Mapping Projects in the Great Outdoors

Location of field camp mapping projects
Location of field camp mapping projects.

Healy – northern foothills of the Alaska Range

The first project outside of Fairbanks takes us south to the foothills of the Alaska Range near the town of Healy. We will encounter metamorphic and young, barely lithified, sedimentary rocks, mainly conglomerate, sandstone and coal. The coherent stratigraphy and modest structural complications makes this area ideal for recognizing contacts between units, and relating 3D geology to a 2D map. We will practice drawing and interpolating geologic contacts, creating geologic cross-sections and identifying structures based on exposed and inferred geology.

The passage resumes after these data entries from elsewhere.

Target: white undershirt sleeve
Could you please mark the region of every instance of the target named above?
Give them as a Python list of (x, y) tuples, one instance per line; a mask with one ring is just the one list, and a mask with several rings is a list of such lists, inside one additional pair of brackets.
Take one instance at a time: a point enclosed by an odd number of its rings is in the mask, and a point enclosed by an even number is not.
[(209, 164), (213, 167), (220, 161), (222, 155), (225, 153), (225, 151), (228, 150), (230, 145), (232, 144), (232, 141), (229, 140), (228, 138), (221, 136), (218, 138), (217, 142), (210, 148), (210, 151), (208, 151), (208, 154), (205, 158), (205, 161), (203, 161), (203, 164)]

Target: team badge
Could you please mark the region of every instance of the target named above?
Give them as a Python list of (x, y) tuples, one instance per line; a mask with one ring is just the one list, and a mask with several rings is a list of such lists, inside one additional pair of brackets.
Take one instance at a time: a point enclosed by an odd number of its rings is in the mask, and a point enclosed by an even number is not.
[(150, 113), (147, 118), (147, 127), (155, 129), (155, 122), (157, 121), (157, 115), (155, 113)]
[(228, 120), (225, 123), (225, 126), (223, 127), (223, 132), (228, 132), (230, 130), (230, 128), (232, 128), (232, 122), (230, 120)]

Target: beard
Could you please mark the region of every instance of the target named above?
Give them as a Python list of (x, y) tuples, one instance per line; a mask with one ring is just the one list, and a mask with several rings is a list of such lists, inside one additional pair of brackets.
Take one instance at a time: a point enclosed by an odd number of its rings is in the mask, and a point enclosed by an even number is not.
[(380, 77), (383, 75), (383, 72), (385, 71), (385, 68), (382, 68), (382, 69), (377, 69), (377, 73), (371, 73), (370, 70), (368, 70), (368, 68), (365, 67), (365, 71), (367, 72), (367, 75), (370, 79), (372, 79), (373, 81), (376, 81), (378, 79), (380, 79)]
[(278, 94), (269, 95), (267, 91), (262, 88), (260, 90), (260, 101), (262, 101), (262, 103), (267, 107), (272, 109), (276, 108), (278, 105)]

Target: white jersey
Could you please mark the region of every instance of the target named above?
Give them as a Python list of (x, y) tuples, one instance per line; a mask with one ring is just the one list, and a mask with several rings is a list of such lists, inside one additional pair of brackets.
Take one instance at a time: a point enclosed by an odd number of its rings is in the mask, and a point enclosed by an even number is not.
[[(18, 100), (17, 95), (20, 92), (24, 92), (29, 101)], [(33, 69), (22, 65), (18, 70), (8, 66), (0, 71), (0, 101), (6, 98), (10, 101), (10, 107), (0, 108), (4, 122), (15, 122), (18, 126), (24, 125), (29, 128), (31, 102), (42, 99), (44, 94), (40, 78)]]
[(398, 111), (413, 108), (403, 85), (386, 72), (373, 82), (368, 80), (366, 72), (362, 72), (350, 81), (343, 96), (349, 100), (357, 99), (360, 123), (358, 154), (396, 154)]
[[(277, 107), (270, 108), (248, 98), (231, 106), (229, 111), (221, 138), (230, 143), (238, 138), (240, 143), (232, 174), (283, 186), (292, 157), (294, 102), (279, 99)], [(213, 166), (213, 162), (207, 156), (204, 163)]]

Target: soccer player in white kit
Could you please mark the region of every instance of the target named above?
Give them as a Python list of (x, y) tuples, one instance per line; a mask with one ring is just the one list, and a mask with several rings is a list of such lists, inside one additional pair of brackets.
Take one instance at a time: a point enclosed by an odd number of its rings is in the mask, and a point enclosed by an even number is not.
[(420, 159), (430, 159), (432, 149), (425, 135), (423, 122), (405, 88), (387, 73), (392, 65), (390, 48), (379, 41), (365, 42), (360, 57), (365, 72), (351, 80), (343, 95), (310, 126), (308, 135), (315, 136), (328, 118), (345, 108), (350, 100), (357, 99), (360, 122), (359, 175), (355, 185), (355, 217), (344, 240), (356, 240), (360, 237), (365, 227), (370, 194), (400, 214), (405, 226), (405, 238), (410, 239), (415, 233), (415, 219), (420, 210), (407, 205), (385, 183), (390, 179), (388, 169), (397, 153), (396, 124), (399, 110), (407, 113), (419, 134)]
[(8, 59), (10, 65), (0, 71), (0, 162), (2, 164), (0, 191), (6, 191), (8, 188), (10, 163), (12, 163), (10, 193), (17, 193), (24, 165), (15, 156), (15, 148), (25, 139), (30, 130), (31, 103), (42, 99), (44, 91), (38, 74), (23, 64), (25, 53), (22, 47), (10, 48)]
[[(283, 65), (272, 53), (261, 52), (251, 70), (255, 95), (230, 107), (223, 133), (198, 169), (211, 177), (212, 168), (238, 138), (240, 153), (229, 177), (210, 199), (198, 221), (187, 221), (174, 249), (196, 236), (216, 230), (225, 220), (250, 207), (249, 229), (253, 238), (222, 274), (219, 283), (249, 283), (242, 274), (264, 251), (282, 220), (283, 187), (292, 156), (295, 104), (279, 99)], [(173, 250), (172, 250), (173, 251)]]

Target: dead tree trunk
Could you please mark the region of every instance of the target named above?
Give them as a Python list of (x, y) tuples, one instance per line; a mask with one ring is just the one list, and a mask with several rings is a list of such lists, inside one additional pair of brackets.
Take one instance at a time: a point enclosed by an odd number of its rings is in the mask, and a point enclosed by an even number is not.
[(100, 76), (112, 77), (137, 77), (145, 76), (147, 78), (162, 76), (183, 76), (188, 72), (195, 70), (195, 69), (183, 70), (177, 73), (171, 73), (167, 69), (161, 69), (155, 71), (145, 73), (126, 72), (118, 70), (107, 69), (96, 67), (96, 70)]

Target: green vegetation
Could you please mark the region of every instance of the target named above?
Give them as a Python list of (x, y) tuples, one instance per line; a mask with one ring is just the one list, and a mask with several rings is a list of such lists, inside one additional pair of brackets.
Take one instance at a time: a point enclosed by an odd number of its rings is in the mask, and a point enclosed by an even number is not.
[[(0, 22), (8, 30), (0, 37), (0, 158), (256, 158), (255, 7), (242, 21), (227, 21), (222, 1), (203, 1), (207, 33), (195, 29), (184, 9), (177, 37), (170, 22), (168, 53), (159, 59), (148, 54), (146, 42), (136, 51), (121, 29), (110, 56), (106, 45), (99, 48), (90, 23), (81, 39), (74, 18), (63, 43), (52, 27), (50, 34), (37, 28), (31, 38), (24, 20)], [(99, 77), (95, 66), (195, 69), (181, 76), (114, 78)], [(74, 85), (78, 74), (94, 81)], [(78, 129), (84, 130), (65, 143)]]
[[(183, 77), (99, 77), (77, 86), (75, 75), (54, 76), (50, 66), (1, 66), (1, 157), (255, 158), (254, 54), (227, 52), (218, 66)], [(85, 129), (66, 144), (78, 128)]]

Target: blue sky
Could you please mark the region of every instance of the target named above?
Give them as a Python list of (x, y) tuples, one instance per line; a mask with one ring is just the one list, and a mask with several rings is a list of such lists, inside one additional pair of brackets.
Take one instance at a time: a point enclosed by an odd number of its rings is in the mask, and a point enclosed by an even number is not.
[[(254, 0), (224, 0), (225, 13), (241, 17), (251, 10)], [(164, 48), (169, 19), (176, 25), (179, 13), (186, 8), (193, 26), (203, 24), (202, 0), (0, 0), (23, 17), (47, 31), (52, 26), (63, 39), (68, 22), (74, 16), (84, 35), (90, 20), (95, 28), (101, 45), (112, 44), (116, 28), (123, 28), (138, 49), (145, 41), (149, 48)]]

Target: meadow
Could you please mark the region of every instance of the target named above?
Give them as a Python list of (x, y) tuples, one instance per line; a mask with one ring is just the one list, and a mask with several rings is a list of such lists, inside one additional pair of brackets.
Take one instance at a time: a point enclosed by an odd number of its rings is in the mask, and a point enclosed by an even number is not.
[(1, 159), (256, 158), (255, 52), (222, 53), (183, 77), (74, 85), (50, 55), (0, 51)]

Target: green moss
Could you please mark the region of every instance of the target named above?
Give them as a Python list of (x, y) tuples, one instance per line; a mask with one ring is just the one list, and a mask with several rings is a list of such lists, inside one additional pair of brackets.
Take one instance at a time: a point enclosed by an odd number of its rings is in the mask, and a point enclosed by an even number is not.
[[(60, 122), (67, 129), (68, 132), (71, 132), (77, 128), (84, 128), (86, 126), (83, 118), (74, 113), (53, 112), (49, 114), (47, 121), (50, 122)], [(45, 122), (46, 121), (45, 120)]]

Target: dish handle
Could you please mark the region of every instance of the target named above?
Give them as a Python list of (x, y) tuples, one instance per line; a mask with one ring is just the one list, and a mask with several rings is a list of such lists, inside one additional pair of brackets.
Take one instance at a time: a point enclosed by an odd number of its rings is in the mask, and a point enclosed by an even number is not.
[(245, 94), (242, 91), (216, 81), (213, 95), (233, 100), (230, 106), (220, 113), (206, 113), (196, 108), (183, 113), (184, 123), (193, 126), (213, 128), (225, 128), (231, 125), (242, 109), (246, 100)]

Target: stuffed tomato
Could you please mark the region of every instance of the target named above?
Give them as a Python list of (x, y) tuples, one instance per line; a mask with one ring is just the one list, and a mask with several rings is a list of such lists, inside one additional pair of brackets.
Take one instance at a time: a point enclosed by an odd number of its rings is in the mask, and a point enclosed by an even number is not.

Red Rock Canyon - Central Alaska Range

30 miles south of Delta Junction along the Richardson Highway, the metamorphic and igneous rocks of Red Rock Canyon are located immediately to the south of the Denali Fault, one of the major tectonic structures in Alaska that marks the boundary between ancestral North America (Yukon-Tanana Terrane) and accreted terranes and volcanic arcs (Wrangellia Composite Terrane). Tectonic activity south of the Denali fault resulted in juxtaposition of volcanic rocks with mica schist along the Broxon Gulch Thrust, which is prominently exposed in the mapping area. We can also observe colorful hydrothermal alteration and mineralization from which the area has gotten its name.

 

You will learn how to use digital tools to map with the StraboSpot app and an iPad mini. With the StraboSpot data base you will create and manage your own mapping project and create a geologic map.

Limestone Gap – Talkeetna Mountains

The capstone project is located in the eastern Talkeetna Mountains. Flying out of Sheep Mountain along the Glenn Highway with a small bush plane, the campsite of Limestone Gap is located on a meadow at 5000 feet elevation. For the next two and a half weeks our little camp, a cook tent and two office tents surrounded by a ring of private tents, will call this magnificent tundra landscape home.

 The conditions for mapping are ideal: no need to worry about breaking trail through bush, the geology is well-exposed. The section consists of a Late Jurassic to Cretaceous mostly marine sequence, including black shales of basin origin, storm deposits, and lagoonal or non-marine calcareous clastic rocks. The section is unconformably overlain by a thick section of Tertiary basalts. Basaltic dikes related to the extrusive rocks intrude the clastic section. The sedimentary rocks are highly fossiliferous; ammonites, belemnites, and bivalves are common in parts of the section. The area is located near the eastern limits of the Castle Mountain - Caribou fault system of south-central Alaska, and the layered rocks are faulted and folded in patterns that are a challenge for students to map and explain.

 Work in the area begins with measuring and describing several stratigraphic sections, defining map units, and interpreting the depositional history. The remainder of work at Limestone Gap is devoted to completing a geologic map of the 5 km x 6 km study area at a scale of 1:10,000. The structure of the area is diverse and complex, but well-defined marker units, good exposures, and easily negotiated terrain allow students to focus their efforts on locating and tracing contacts on their maps. Students must map contacts of folded and faulted units, faults, and fold axial surfaces, identify different types of faults, and evaluate whether their maps make geologic sense. The conclusion of the project involves compilation of a complete map, preparation of cross sections, interpretation of geologic history based on the mapped cross-cutting relations, and preparation of a report.